After a little searching, Elise locates her sister in the cabin Grant was placed in. She finds herself with time to be shocked by Katherine's appearance. Dirty, thin, wan and haggard, she doesn't seem to have made an effort to even clean up since her rescue, much less brush out her now close-cropped hair or scrub away the layers of dye in her fur. She sits ensconced in a chair a few feet from de Ayde's bed, watching the sleeping black poodle. Her hands are folded over the blanket in her lap, and her eyes are curiously dry, her countenance free of the kind of agitation and even hysteria she's displayed before during times of crisis.
Trying to enter as quietly as chitin plate allows, the elder of the de Bellefeuille walks to stand inside the room with her hands folded behind her back and around a small bag she had brought aboard with her things. "Katherine." The elder sister bows her head slightly, and speaks her sisters name with such tired relief it might well sound like more prayer than greeting.
The younger canine turns her head from her vigil to look at her sister, and in that gaze, for one moment, Elise catches sight of all the horror, fear, and sorrow she expected to see so much more vividly. Then Katherine bows her head and closes her eyes, "Elise," she whispers. "I always knew you would come."
Elise stands there quietly for a moment, her own head lower further till the poodle just stares at the floor. She tries to remember what she was supposed to say, the words that would comfort Katherine, the joy she would speak … and cannot find the words. Struggling in the silence Elise reaches a hand, gloved stained where blood trickled past her gauntlet and rubs her eyes staining the glove with tears as well as blood. When did I start to cry? she wonders. Crying and unable to think of anything grand or soothing to say, all she can do is hold up the bag and offer, "I … I brought my things. My comb, sweet sister. My comb to comb your hair like … " I never combed her hair. " … like I should have."

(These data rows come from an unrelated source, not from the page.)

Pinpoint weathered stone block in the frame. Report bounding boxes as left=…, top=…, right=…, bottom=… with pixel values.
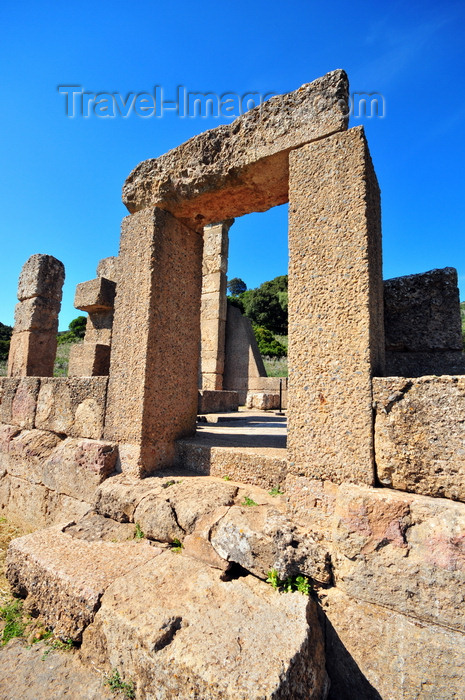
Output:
left=105, top=209, right=202, bottom=475
left=245, top=391, right=279, bottom=411
left=288, top=127, right=384, bottom=484
left=74, top=277, right=116, bottom=313
left=8, top=331, right=57, bottom=377
left=18, top=254, right=65, bottom=303
left=14, top=297, right=60, bottom=333
left=209, top=506, right=331, bottom=584
left=42, top=438, right=117, bottom=503
left=96, top=256, right=119, bottom=282
left=35, top=377, right=108, bottom=440
left=8, top=430, right=62, bottom=485
left=198, top=389, right=239, bottom=413
left=332, top=485, right=465, bottom=632
left=68, top=342, right=111, bottom=377
left=5, top=474, right=48, bottom=530
left=82, top=552, right=328, bottom=700
left=321, top=588, right=465, bottom=700
left=6, top=527, right=160, bottom=640
left=384, top=267, right=462, bottom=353
left=123, top=70, right=349, bottom=231
left=373, top=376, right=465, bottom=501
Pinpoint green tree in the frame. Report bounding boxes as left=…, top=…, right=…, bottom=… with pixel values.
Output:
left=253, top=326, right=287, bottom=357
left=68, top=316, right=87, bottom=339
left=239, top=275, right=287, bottom=335
left=227, top=277, right=247, bottom=297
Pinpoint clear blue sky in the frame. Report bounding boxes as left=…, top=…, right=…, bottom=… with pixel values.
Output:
left=0, top=0, right=465, bottom=329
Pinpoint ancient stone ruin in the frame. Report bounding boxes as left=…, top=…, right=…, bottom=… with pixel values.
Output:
left=0, top=70, right=465, bottom=700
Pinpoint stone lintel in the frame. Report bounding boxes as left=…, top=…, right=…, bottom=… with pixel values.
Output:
left=123, top=70, right=349, bottom=231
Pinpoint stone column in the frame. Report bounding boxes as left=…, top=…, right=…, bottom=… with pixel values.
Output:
left=288, top=127, right=384, bottom=484
left=68, top=277, right=116, bottom=377
left=105, top=208, right=203, bottom=476
left=200, top=219, right=234, bottom=390
left=8, top=254, right=65, bottom=377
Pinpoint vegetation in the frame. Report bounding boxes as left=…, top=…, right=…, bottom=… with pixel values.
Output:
left=227, top=277, right=247, bottom=297
left=241, top=496, right=258, bottom=506
left=104, top=668, right=136, bottom=700
left=229, top=275, right=287, bottom=335
left=58, top=316, right=87, bottom=345
left=266, top=569, right=311, bottom=595
left=0, top=323, right=13, bottom=360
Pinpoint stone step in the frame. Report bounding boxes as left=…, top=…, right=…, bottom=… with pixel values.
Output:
left=6, top=516, right=162, bottom=641
left=176, top=434, right=287, bottom=489
left=7, top=498, right=328, bottom=700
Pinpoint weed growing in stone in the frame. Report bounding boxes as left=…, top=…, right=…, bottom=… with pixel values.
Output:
left=161, top=479, right=181, bottom=489
left=42, top=639, right=76, bottom=661
left=241, top=496, right=258, bottom=506
left=266, top=569, right=312, bottom=595
left=104, top=668, right=136, bottom=700
left=268, top=484, right=284, bottom=496
left=170, top=537, right=184, bottom=554
left=0, top=599, right=26, bottom=646
left=134, top=523, right=145, bottom=540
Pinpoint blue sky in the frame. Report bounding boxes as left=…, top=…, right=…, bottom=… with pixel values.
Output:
left=0, top=0, right=465, bottom=330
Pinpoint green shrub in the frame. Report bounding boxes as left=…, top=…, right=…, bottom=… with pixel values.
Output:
left=253, top=326, right=287, bottom=357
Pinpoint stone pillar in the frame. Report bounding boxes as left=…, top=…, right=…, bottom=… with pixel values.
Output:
left=105, top=208, right=202, bottom=476
left=68, top=277, right=116, bottom=377
left=200, top=219, right=234, bottom=390
left=288, top=127, right=384, bottom=484
left=8, top=254, right=65, bottom=377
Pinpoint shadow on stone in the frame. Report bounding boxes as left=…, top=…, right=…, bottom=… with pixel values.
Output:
left=318, top=606, right=382, bottom=700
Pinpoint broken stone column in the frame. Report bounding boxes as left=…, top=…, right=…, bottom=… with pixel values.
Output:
left=68, top=277, right=116, bottom=377
left=287, top=127, right=384, bottom=484
left=8, top=254, right=65, bottom=377
left=200, top=219, right=234, bottom=390
left=105, top=208, right=203, bottom=476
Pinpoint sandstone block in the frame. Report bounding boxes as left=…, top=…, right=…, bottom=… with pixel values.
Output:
left=198, top=389, right=239, bottom=413
left=18, top=254, right=65, bottom=303
left=105, top=209, right=202, bottom=476
left=6, top=527, right=160, bottom=640
left=123, top=70, right=349, bottom=231
left=245, top=391, right=279, bottom=411
left=373, top=376, right=465, bottom=501
left=14, top=297, right=60, bottom=333
left=5, top=474, right=48, bottom=530
left=68, top=342, right=111, bottom=377
left=74, top=277, right=116, bottom=313
left=82, top=552, right=327, bottom=700
left=41, top=438, right=118, bottom=503
left=288, top=127, right=384, bottom=484
left=321, top=588, right=465, bottom=700
left=209, top=506, right=331, bottom=583
left=384, top=267, right=462, bottom=353
left=8, top=430, right=62, bottom=485
left=35, top=377, right=108, bottom=440
left=0, top=377, right=39, bottom=429
left=96, top=256, right=119, bottom=282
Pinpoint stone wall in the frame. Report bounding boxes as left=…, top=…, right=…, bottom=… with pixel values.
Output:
left=0, top=377, right=114, bottom=529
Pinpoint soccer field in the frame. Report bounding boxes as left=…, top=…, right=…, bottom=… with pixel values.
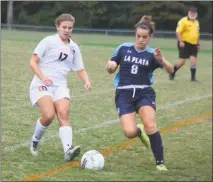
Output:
left=1, top=31, right=212, bottom=181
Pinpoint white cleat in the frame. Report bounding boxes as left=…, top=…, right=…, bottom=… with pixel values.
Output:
left=64, top=146, right=81, bottom=161
left=30, top=140, right=39, bottom=156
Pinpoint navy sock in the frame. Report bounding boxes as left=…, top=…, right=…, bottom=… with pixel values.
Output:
left=173, top=65, right=179, bottom=74
left=148, top=131, right=164, bottom=165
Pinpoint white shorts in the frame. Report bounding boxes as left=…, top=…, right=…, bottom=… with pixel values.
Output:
left=30, top=85, right=70, bottom=107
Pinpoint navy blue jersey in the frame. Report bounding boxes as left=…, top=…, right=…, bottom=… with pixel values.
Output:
left=111, top=43, right=163, bottom=87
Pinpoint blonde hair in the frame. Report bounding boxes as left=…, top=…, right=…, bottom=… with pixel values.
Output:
left=135, top=15, right=155, bottom=34
left=55, top=14, right=75, bottom=26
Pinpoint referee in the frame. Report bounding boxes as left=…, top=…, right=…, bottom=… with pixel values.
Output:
left=169, top=7, right=200, bottom=82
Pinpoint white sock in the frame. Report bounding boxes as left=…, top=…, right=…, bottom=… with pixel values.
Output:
left=59, top=126, right=72, bottom=153
left=33, top=119, right=48, bottom=142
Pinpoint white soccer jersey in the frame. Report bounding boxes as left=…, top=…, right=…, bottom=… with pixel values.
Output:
left=32, top=34, right=84, bottom=86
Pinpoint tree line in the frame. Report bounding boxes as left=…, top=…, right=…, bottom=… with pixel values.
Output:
left=1, top=1, right=212, bottom=33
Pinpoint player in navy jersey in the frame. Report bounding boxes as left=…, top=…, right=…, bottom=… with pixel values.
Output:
left=107, top=16, right=174, bottom=171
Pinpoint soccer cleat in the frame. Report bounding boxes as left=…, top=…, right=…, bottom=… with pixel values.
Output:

"My hair … " Katherine reaches to touch her head, where thin fuzz has replaced her once-long tresses. Her fingers tremble, brushing over her scalp, and her mouth twists, and she closes her eyes again. "It will be all right, 'lise," she says, her voice unsteady. "It will grow back."
That was not what I meant to offer. Silently Elise limps forward, her stride made all the worse by the bolt that had earlier lodged in her side. She walks right up to stand over her sister, and Katherine can see the blood and the tears and the bruises that cover her older sister. Elise eases herself down next to her sister, on the floor beside the bed and her chair, and hugs her little sister so very tightly.
Katherine stiffens at the hug, hunching her shoulders as if afraid. The tension doesn't ease from her as Elise holds her, but she does reach out, awkwardly, to pat her sister's shoulder. "Thank you, Elise," she whispers. "Thank you."